UCSC-LoweLab / tRAX

tRNA Analysis of eXpression
GNU General Public License v3.0
9 stars 5 forks source link

Poor mapping of Cozen data using pipeline #5

Closed emm13 closed 3 years ago

emm13 commented 4 years ago

Dear Andrew,

This one is a weird one. I have been using your pipeline to run samples within the lab. I wanted to see how these compare to your published samples in the Cozen/Lowe paper from 2015 in terms of mappability.

I've downloaded these samples from using this accession in the Sequence read archive SRP056032. I assume these are already processed by SeqPrep as they look like they have been so I thought I'd start with alignments. I chose one WT (SRR1909121.fastq) and one AlkB treated sample (SRR1909118.fastq) and have set up an hg19 database as recommended in the paper.

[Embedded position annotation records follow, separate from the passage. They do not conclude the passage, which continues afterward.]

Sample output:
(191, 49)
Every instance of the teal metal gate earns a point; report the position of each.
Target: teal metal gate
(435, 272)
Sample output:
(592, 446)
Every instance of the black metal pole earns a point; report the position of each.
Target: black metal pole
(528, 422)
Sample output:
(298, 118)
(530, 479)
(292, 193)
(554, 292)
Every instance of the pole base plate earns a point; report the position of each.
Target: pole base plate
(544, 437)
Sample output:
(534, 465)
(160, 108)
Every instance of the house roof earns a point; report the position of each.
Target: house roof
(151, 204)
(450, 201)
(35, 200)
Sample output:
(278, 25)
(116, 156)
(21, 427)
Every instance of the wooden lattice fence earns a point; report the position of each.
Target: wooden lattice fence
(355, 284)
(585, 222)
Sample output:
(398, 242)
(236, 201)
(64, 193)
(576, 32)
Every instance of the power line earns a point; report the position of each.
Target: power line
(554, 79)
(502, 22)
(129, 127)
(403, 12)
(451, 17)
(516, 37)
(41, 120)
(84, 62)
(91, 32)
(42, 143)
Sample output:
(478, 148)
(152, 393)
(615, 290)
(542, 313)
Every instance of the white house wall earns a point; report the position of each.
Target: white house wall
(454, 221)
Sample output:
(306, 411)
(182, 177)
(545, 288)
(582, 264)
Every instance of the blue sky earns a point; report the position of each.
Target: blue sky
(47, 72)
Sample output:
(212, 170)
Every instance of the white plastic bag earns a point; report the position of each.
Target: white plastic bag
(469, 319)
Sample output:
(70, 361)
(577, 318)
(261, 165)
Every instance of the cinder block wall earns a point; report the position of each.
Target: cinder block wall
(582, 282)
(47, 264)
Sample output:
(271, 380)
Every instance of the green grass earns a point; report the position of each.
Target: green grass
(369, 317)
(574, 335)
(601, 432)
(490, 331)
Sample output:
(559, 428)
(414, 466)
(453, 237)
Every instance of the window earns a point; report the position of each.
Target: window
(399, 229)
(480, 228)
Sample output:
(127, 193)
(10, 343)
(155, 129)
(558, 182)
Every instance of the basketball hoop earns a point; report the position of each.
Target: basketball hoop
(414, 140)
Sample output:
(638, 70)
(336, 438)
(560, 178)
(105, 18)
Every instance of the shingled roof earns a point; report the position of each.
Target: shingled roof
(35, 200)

Command for the AlkB sample is below bowtie2 -x ./hg19-tRNA-db-tRNAgenome -k 100 --very-sensitive --ignore-quals --np 5 --reorder -p 4 -U ./SRR1909118.fastq | ~/00_Software/ARM-Seq/choosemappings.py ./hg19-tRNA-db-trnatable.txt --progname=TRAX --fqname=./SRR1909118.fastq --expname=./samples.txt | samtools sort -T /tmp/GM05372_AlkB_3temp - -o ./BAM/GM05372_AlkB_3.bam

However, the output of this is very strange with hardly any reads aligning (.13-.16%, see below). I feel like I'm missing a trick somewhere - bowtie settings or genome build or fastq files perhaps ?

1241629 reads; of these: 1241629 (100.00%) were unpaired; of these: 1240013 (99.87%) aligned 0 times 1506 (0.12%) aligned exactly 1 time 110 (0.01%) aligned >1 times 0.13% overall alignment rate tRNA Reads with multiple transcripts:0/0 tRNA Reads with multiple anticodons:0/0 tRNA Reads with multiple aminos:0/0 Mappings Removed:417/2459

1300266 reads; of these: 1300266 (100.00%) were unpaired; of these: 1298183 (99.84%) aligned 0 times 1898 (0.15%) aligned exactly 1 time 185 (0.01%) aligned >1 times 0.16% overall alignment rate tRNA Reads with multiple transcripts:0/0 tRNA Reads with multiple anticodons:0/0 tRNA Reads with multiple aminos:0/0 Mappings Removed:502/3090

If you have any suggestions as to what might be the reason for it, please do let me know.

Kind regards, M

andrewdholmes commented 4 years ago

I believe that the ARMSeq data on the SRA has not adapter trimmed, you're going to need to remove them before mapping. We prefer submitting untrimmed reads because the adapter trimming throws some out.

Andrew Holmes

On Fri, Dec 6, 2019 at 7:15 AM Emm13 notifications@github.com wrote:

Dear Andrew,

This one is a weird one. I have been using your pipeline to run samples within the lab. I wanted to see how these compare to your published samples in the Cozen/Lowe paper from 2015 in terms of mappability.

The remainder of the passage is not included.